Lokal-Inhaber: Haben Namen von Beteiligten an Polizei gegeben

Die Betreiber des Lokals erklärten auf Instagram zu dem Video, sie seien "tief schockiert".

Wir distanzieren uns von jeder Art von Rassismus und Diskriminierung.

Mitteilung des Lokals auf Sylt

"Hätten wir von dem Vorfall gewusst, hätten wir die betreffenden Gäste selbstverständlich des Hauses verwiesen. Es gibt keinen Platz für Rassismus!!!", schrieben die Betreiber des Lokals auf Instagram.
Nach Angaben von Inhaber Tim Becker wurde die gesamte Szene von Überwachungskameras mit Ton aufgezeichnet. Man habe die Namen aller fünf Beteiligten an die Polizei gegeben. Auch die Überwachungsaufnahme sei der Polizei übermittelt worden, sagte Becker der Nachrichtenagentur dpa.
Man werde die Gäste künftig stärker animieren, rassistische Vorfälle den Türstehern zu melden. Normalerweise könnten solche Vorfälle in dem relativ kleinen Lokal Pony nicht unbemerkt bleiben. Pfingsten sei mit der Großveranstaltung eine Ausnahme. Der Vorfall belaste die ganze Insel. "Alle sind traurig, dass das passiert ist", sagte Becker.

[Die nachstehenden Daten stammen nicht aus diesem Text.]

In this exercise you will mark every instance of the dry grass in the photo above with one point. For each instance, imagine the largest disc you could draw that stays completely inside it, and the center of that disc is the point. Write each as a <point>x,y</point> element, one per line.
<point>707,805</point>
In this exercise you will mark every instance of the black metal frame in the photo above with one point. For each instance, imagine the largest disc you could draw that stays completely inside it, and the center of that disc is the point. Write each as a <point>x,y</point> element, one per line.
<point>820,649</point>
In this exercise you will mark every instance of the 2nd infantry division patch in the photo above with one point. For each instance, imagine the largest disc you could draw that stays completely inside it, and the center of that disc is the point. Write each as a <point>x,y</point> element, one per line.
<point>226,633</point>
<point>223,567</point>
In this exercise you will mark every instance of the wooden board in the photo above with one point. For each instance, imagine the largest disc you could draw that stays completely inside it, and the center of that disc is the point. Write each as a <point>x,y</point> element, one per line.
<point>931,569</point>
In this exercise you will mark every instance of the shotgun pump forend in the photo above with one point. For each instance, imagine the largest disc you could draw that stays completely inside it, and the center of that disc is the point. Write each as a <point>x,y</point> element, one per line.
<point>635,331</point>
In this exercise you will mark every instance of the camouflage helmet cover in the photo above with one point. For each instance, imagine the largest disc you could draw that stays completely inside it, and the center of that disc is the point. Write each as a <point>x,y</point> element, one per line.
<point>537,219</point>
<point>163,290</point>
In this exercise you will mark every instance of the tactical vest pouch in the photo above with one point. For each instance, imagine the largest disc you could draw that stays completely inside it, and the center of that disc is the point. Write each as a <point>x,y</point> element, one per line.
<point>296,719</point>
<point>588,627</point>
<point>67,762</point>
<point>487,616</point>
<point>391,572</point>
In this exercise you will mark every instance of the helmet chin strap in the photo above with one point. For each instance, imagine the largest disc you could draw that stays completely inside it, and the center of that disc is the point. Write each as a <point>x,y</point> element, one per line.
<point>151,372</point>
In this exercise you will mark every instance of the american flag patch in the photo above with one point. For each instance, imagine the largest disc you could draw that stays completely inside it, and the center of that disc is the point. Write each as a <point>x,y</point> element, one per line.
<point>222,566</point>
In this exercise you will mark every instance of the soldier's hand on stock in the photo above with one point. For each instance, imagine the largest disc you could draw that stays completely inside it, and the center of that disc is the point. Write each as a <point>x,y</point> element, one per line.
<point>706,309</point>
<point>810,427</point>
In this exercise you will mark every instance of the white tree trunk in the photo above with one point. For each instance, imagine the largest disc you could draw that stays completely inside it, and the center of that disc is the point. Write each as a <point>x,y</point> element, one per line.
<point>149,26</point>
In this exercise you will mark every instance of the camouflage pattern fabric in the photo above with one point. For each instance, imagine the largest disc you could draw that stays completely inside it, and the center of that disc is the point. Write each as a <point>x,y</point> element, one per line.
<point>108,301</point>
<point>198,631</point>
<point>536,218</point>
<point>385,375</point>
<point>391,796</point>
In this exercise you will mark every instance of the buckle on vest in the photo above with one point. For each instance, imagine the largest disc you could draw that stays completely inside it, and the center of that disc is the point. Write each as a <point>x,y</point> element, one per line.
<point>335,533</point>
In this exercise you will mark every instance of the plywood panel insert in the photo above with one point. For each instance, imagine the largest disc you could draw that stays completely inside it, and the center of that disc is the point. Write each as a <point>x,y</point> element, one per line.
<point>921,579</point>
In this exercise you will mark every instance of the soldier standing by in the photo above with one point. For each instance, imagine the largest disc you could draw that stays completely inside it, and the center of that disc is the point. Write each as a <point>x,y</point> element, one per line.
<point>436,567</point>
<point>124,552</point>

Staatsschutz hat Ermittlungen aufgenommen

Das Fachkommissariat für Staatsschutz hat wegen des Videos Ermittlungen wegen Volksverhetzung und des Verwendens verfassungswidriger Kennzeichen aufgenommen. Das teilte die Polizei mit.
Am späten Donnerstagabend sei der Polizei auf Sylt ein Video zugespielt worden, auf dem offenbar eine Feier auf der Außenterrasse eines Sylter Nachtclubs aufgezeichnet wurde. "Auf dem Video ist zu sehen, wie mindestens Teile der abgebildeten Personen rechtsextreme Liedtexte ("Deutschland den Deutschen, Ausländer raus!") singen", so die Polizei.

Zudem liegt der Verdacht vor, dass durch eine Person der sogenannte Hitlergruß gezeigt wird.

Mitteilung der Polizei

Der Vorfall ereignete sich nach ersten Erkenntnissen bereits am Pfingstwochenende. Die Ermittlungen der Staatsanwaltschaft Flensburg und der Polizei richten sich den Angaben zufolge zunächst gegen die Personen, "die auf dem Video offensichtlich die oben genannten Äußerungen mitsingen bzw. Kennzeichen tätigen". Es sei aber nicht auszuschließen, dass weitere Tatverdächtige hinzukommen, die auf diesem Video nicht zu sehen seien. Ersten Hinweisen auf beteiligte Personen werde nachgegangen.

Antirassismusbeauftragte übt scharfe Kritik

Die Antirassismusbeauftragte der Bundesregierung, Reem Alabali-Radovan, äußerte sich schockiert über das Video. Dies sei ein Fall für die Polizei und die Strafgerichte, sagte sie.

Gäste eines Sylter Promi-Clubs zeigen hemmungslos offen und ohne Scham rechtsextreme und rassistische Parolen gegen Eingewanderte und ihre Nachkommen. Das ist widerlich und unerträglich.

Reem Alabali-Radovan, Antirassismusbeauftragte der Bundesregierung

Die Bundesbeauftragte für Antidiskriminierung, Ferda Ataman, sprach von "blankem Rassismus", der sich immer weiter in alle Milieus und Altersgruppen hineinfräse und offen ausgelebt werde. "Die Bilder stammen offenbar nicht aus einer Nazikneipe, sondern einer Nobelbar in Sylt. Rassismus darf aber in Deutschland nie wieder zum Normalfall werden." Sie begrüßte die Aufnahme polizeilicher Ermittlungen.

Das darf nicht folgenlos bleiben.

Ferda Ataman, unabhängige Bundesbeauftragte für Antidiskriminierung

Weitere Reaktionen auf die rassistischen Parolen:






Vorfall auf Sylt offenbar kein Einzelfall

Am Freitag wird bekannt: Ebenfalls an Pfingsten kam es in Niedersachsen zu einem ähnlichen Fall. Auch auf dem Schützenfest in Löningen wurden rassistische Parolen gegrölt, auch zu "L’amour Toujours", auch dort ermittelt der Staatsschutz.
Erst vor wenigen Tagen berichtete "Bild" zudem von einem ähnlichen Vorfall im sächsischen Hainichen, bei dem eine Gruppe zu dem Song ausländerfeindliche Worte skandiert haben soll. Auch auf Tiktok soll das Lied in der Vergangenheit vermehrt zu einer Hass-Hymne umgedichtet worden sein, berichtete die "hessenschau" des hr.